Detachment is giving up how it turns out,
and devotion is surrendering into love. 
...
Compassion and love are both from the soul. If my social action is not directed by the soul, it comes from the ego.

But even if I find myself afraid, or not feeling peaceful, or less than fully loving and compassionate, I must act. 
You can't wait around to be enlightened. 
There's no way not to act when you're in a physical form."

(It's Election Day today, and there's always that point to be made: 
NOT voting is voting.)
________________

So, I've calmed down about church. I woke up sad after resigning, as it were, and I thought, Well, I could go back if I want.

But I see that more than the theological differences (cross, no cross),  it was the psychology/spirituality behind their Land Acknowledgement that I could not stomach.
 
I've seen various forms of these, and the simplest is best--a tip of the hat to a complicated History. Like this one, from the U here:

"The University is built within the traditional homelands of the Dakota people." 

Fine. Good. That invites curiosity. 'What happened?'

But the church's acknowledgement went on and on (three back-and-forths between caller and congregation), specifically naming us and our ancestors,
 "we forced them from the land... our ancestors broke treaties," etc.
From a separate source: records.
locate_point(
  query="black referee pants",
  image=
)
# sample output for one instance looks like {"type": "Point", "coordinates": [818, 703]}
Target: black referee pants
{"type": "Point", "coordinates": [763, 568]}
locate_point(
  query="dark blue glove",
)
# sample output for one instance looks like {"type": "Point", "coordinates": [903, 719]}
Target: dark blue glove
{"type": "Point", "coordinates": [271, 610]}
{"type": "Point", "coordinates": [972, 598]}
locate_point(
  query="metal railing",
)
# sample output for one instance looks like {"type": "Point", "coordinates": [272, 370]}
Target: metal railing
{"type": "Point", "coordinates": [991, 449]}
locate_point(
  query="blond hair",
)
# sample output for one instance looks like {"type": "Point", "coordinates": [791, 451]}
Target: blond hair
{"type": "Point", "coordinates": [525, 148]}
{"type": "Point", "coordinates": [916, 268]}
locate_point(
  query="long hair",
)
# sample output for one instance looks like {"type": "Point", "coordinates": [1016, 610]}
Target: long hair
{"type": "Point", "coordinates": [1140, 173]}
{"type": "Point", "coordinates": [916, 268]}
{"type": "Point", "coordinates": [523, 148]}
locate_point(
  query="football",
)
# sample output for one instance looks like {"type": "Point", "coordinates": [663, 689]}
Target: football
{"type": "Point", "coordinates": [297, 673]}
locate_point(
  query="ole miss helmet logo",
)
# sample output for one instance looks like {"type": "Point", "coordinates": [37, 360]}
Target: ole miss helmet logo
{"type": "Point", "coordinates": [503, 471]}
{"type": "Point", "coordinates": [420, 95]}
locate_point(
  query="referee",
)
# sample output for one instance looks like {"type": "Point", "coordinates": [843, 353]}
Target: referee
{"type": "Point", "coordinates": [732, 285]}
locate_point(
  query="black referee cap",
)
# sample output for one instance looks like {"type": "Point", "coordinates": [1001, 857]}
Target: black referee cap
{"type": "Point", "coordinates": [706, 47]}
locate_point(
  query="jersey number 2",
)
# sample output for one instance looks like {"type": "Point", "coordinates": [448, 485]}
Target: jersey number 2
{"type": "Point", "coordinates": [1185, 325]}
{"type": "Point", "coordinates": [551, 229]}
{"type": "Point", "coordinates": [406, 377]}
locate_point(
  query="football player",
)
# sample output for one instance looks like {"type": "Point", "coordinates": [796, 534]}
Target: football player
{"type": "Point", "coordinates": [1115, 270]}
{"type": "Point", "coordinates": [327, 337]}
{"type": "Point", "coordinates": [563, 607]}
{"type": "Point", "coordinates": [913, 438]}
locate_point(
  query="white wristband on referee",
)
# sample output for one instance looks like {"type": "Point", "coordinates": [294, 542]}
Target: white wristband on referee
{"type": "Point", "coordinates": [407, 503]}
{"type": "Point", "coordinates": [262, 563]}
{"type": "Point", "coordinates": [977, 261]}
It is dialing up Fear & Ego... and to what end?
It's pointless, if not acted upon.
And it isn't even true, doesn't apply, for instance, to my Japanese neighbor I met at church. What in the world is she suppose to make of this mea culpa, and of being expected to enter into it?

I guess she could substitute "My ancestors bombed your country"???? 
Here's the thing: I expect everyone at church would find that barbaric, to ask her to say that, but they think it's Good to recite a chant of guilt themselves.

I think that only provides a perverse Self-satisfaction that comes from Self-laceration. Maybe that's from the church's Puritan roots!

If the church does anything about its sense of guilt, if it takes action, I haven't seen signs of it. 
They published a church calendar for the upcoming Thanksgiving season, and I didn't see anything about reparations, or education, or anything (best of all, in my eyes)--anything playful either--like... I don't know,
 a trip to the newly redesigned Native American Indian Center (NAIC) and its Two-Rivers Art Gallery (website)?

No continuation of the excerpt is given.